Although what the future holds is unknown, Europe is solidly positioned thanks to the continent’s involvement in several outstanding projects and because a budget of nearly 40 billion euros has been estimated to cover the next four years.

The contribution of Spanish R&D

As regards the European Union, Spain is playing a major role. Thanks to the experience accumulated over the last 15 years, Spanish industries can now lead top-level technological projects and provide major scientific facilities.  

Proof of this can be found in the fact that Spain is a high-ranking nation in terms of contracts associated with nuclear fusion projects. The country will also provide a location to set up the facilities required by this growing sector for IFMIF-DONES, an innovative particle accelerator that will be commissioned in a Spanish town called Escúzar (Granada).

Another outstanding element is the significant contribution made by Spanish R&D for the construction of Europe’s largest spallation neutron source in Lund (Sweden) that has a branch in Bizkaia (ESS Bilbao).

Lastly, and as regards astrophysics, several national companies form part of leading international consortiums participating in the construction of various cutting-edge facilities such as the ELT (Extremely Large Telescope) or the telescope in operation at the Rubin observatory. Both are located in the Atacama desert (Chile). 

Technological challenges

Nowadays, and when seen from the technological perspective, one of the biggest challenges the science industry is facing is related to designing and building facilities that are safer, more compact, autonomous, and sustainable. 

There are other challenges associated with data gathering and management and with the so-called trend of “virtual comissioning” that consists in virtually testing, verifying and validating the results of experiments before they are carried out. 

Innovative solutions must be developed to meet these challenges. The involvement of technology centres, therefore, will be crucial to close the gap between these needs and the industrial fabric. Training must also be provided to allow companies to properly deal with these challenges.

Tekniker’s role

Technology centres like Tekniker must play a central role in the implementation of science industry projects. 

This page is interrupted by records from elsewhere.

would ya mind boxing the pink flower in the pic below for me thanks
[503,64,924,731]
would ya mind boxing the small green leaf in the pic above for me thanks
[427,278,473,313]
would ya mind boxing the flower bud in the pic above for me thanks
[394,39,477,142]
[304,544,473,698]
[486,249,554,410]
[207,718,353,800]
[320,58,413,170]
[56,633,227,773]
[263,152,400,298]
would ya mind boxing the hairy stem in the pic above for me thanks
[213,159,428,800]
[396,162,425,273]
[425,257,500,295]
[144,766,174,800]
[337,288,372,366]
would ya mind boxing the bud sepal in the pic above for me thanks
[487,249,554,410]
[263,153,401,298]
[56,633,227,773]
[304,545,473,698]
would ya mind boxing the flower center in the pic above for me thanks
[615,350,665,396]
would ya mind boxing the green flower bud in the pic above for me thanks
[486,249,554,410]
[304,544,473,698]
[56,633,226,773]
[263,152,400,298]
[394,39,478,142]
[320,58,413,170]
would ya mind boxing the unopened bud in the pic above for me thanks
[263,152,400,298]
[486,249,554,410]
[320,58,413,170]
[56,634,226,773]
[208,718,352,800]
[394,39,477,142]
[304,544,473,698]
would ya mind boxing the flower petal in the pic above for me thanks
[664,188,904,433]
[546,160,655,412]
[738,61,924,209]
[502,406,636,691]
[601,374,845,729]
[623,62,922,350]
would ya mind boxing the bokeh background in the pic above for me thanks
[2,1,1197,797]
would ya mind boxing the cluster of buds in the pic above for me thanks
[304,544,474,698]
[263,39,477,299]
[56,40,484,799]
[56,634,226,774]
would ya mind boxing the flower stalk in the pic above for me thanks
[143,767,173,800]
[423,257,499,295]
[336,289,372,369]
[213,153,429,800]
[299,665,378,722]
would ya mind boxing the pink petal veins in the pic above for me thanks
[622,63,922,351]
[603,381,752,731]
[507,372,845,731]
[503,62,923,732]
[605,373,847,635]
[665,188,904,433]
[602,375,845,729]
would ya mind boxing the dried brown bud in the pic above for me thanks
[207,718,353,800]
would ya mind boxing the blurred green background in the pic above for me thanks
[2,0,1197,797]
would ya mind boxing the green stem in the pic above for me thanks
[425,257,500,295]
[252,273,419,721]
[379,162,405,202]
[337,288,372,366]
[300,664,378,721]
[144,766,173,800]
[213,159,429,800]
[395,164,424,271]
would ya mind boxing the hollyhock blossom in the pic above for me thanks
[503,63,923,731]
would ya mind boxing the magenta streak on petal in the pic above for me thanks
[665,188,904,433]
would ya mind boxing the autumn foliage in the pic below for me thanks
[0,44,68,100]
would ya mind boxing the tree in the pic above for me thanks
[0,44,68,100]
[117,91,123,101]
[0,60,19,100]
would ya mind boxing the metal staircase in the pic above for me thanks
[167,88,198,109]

The extensive knowledge that Tekniker already possesses in the terrain of ICTs has allowed the organisation to advance in areas related to control, automation and connectivity of cutting-edge scientific facilities thanks to having developed sensors, actuators, robots and other stand-alone systems. 

As regards mechatronics, the technology centre is developing systems that can operate in environments characterised by extreme temperature, radiation or vacuum levels. An example of this can be found in the Remote handling project in which Tekniker has combined its capabilities with regard to designing and automating equipment whose goal is to develop a mechanism that can operate remotely at the neutron source in Sweden and at the Muvacas facilities; a customised test bench to further research associated with nuclear fusion where in-house expertise has been applied to ultra-high vacuum equipment (UHV).

Internal know-how has also allowed the technology centre to design customised solutions that will improve accuracy whenever large infrastructures such as the telescope at the Rubin Observatory are set into motion. Tekniker has been asked to design and develop software as well as control and safety algorithms that will not only allow the telescope to achieve a high degree of accuracy when in motion, but also to run smoothly and vibration-free.

The technology centre will also deliver cutting-edge technologies in the area of advanced manufacturing in the form of laser, ultrasounds, additive manufacturing or white room processes to offer new capabilities, improve manufacturability, accuracy and, ultimately, enhance company competitiveness. 

Tekniker is also involved in projects focused on improving the properties of materials and incorporating new functionalities with technologies such as PVD or Sol Gel. The technology centre has already collaborated, for instance, in the development of smart coatings to avoid cold-welding parts used on satellites in space missions such as Solar Orbiter (SolO), ExoMars and JUICE.

Tekniker has placed all of these innovative technologies at the disposal of leading scientific facilities to manufacture components that are safer, more compact, efficient, autonomous, and sustainable without ever losing sight of the surrounding industrial fabric nor of how the knowledge originating from the different projects carried out in the area of science industry can be transferred to them.